14 thoughts on “It’s Starting To Grow On Me

  1. Well, at least the worst song in the universe not released in 1974. That year was an entire universe of bad songs:

    Seasons in the Sun
    Billy Don’t Be a Hero
    The Night Chicago Died
    Having My Baby

    And that’s just a start.

  2. Hard to believe the same band released “Not Dead Yet” (which is a very good song). Of course, they didn’t write it.

    JY was a good guitar player. Too bad so many of the songs sucked. Take all the wimpy D.DeYoung songs out and they weren’t a bad band.

    Thank God I discovered real music, though.

  3. Anyone who thinks Mr. Roboto is worse than Babe needs rudimentary music appreciation lessons. Of course, there’s always “Candy’s Room”…

    snicker

  4. Kerm,

    Game misconduct. “Candy’s Room” is one of the best songs ever. You are becoming for Bruce what Eberly is for bikes. Don’t let that happen.

    And while you’re right – “Babe” is in almost every way as bad a song as “Roboto” – the latter ekes out the “win” for its pure pretension. “Babe” was awful, but it was a simple, sappy love song. “Roboto” was part of an infantile concept album involving a rock star overthrowing a race of tyrannical robots. The concept alone puts “Roboto” over the top or, to be accurate, below the bottom.

    Glad I could settle that.

    And I leave you with a little musical send-off:

    “She has fancy clothes and diamond rings.
    She has men who’ll give her anything she wants,
    but they don’t see,
    that what (what) she (she) wants (wants) is (is) me.”

    Ah. That puts a spring in my step. As it were.

  5. Ah Berg, I gotta yank your chain once in a while. Can’t let Clownie have all the fun. But seriously ” one of the best songs ever”? Of all time? You might want to revise that estimate.

  6. Do you rank them? I would hope your Springteen list would have Thunder Road ranked considerably higher than Candy’s Room. Heck, even I like that one. The Big Man’s sax solo at the end is worth the price of admission.

  7. I rank them constantly. The ranks also change constantly.

    But yes, Thunder Road (and Backstreets, and Born to Run, and Night, and Jungleland) are way up the list anyway you fold it.

  8. Back in high school the most obnoxious person I have ever known was a huuuuge Boss fan. He also fancied himself a rock star, wrote his own songs and started a band. I ran the sound board.
    It could be that the memories of that arrogant, strutting peacock have colored my opinion of Mr. Springsteen.

  9. You know Mitch, Jed’s art is really starting to grow on me.

    I wonder if he’d be interested in collaborating with other prominent comic artists? I’m thinking that a triumvirate of myself, Foot and Jed might find a niche in the Twin Cities.

    We’d have to start small, of course.

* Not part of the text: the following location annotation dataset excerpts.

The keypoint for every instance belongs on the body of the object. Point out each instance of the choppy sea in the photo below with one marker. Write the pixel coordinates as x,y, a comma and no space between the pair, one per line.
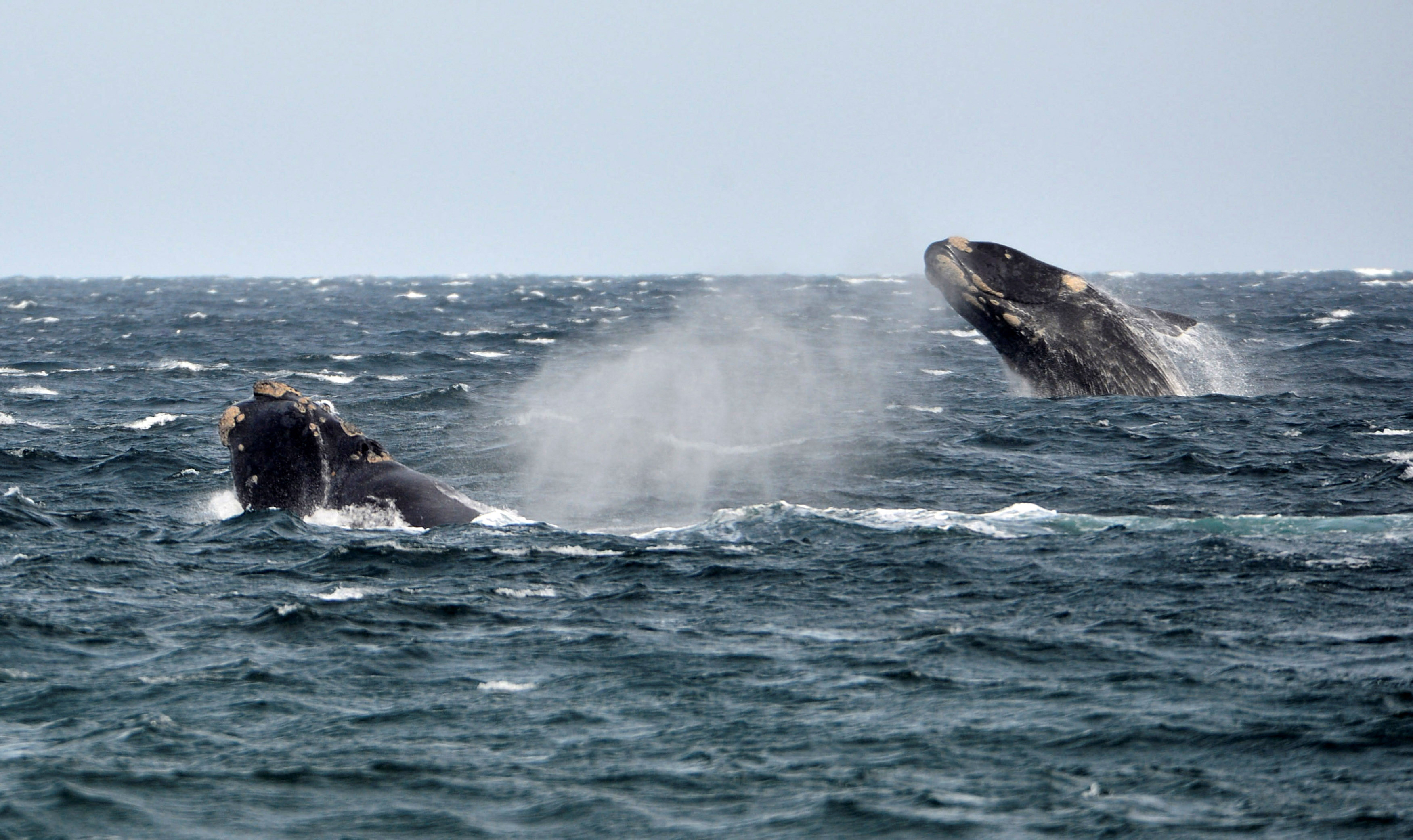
790,558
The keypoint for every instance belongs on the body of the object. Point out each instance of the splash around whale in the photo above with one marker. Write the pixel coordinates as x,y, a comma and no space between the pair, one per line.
294,454
1053,329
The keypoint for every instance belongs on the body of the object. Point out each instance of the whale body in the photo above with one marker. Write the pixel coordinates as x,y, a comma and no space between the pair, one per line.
1053,329
294,454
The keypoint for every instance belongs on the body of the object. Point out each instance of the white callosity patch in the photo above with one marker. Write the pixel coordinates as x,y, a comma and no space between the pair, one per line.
147,423
539,592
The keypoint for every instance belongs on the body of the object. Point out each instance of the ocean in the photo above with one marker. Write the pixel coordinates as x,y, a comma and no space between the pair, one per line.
779,557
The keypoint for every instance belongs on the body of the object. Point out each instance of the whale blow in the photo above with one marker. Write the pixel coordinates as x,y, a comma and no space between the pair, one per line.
294,454
1053,329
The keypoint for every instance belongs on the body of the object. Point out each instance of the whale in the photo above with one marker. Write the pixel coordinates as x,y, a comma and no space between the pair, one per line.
1052,328
296,454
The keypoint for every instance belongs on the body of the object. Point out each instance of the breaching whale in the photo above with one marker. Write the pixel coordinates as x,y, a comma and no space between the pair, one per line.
1052,328
294,454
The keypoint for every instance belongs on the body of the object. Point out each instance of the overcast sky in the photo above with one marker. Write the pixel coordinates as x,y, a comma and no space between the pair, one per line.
348,138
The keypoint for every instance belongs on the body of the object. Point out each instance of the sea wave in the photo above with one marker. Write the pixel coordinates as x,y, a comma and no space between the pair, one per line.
1022,520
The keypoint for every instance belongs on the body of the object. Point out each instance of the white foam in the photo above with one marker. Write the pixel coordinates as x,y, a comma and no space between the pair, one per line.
501,685
341,593
1404,459
327,376
579,551
180,365
362,517
543,592
15,493
1023,520
1333,318
157,420
499,519
1340,564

Maybe a couple of spots in such crap rags as the City Pages at first, but with our pooled talent I think we might someday be the proud owners of a regular gig with Politics in Minnesota.

    I’m working on a new piece right now, which will incorporate original artwork colored with human feces, phlegm and urine. It’s a portrait of Barry-O and his dog, Michelle and Senator Scumbag having off in a Personal Rapid Transit pod (the pod will be yellow and the rest, well, use your imagination)

    Perhaps with Jed and Foot on board, we could apply for some of those sweet, sweet grants from the Minnesota State Arts Board….who knows, if we get any traction, we might attract the attention and interest of a world class artist like Dan Lacey and form a genuine artistic junta!

  10. I’m working on a new piece right now, which will incorporate original artwork colored with human feces, phlegm and urine.
    That’s called ‘mixed media’, Swiftee.
    If you want to get government grants you have to get the lingo down. Why would you want a government grant?
    Because then you would have the satisfaction of knowing that Uncle Sam dipped into Angry Clown’s wallet to support your ‘art’.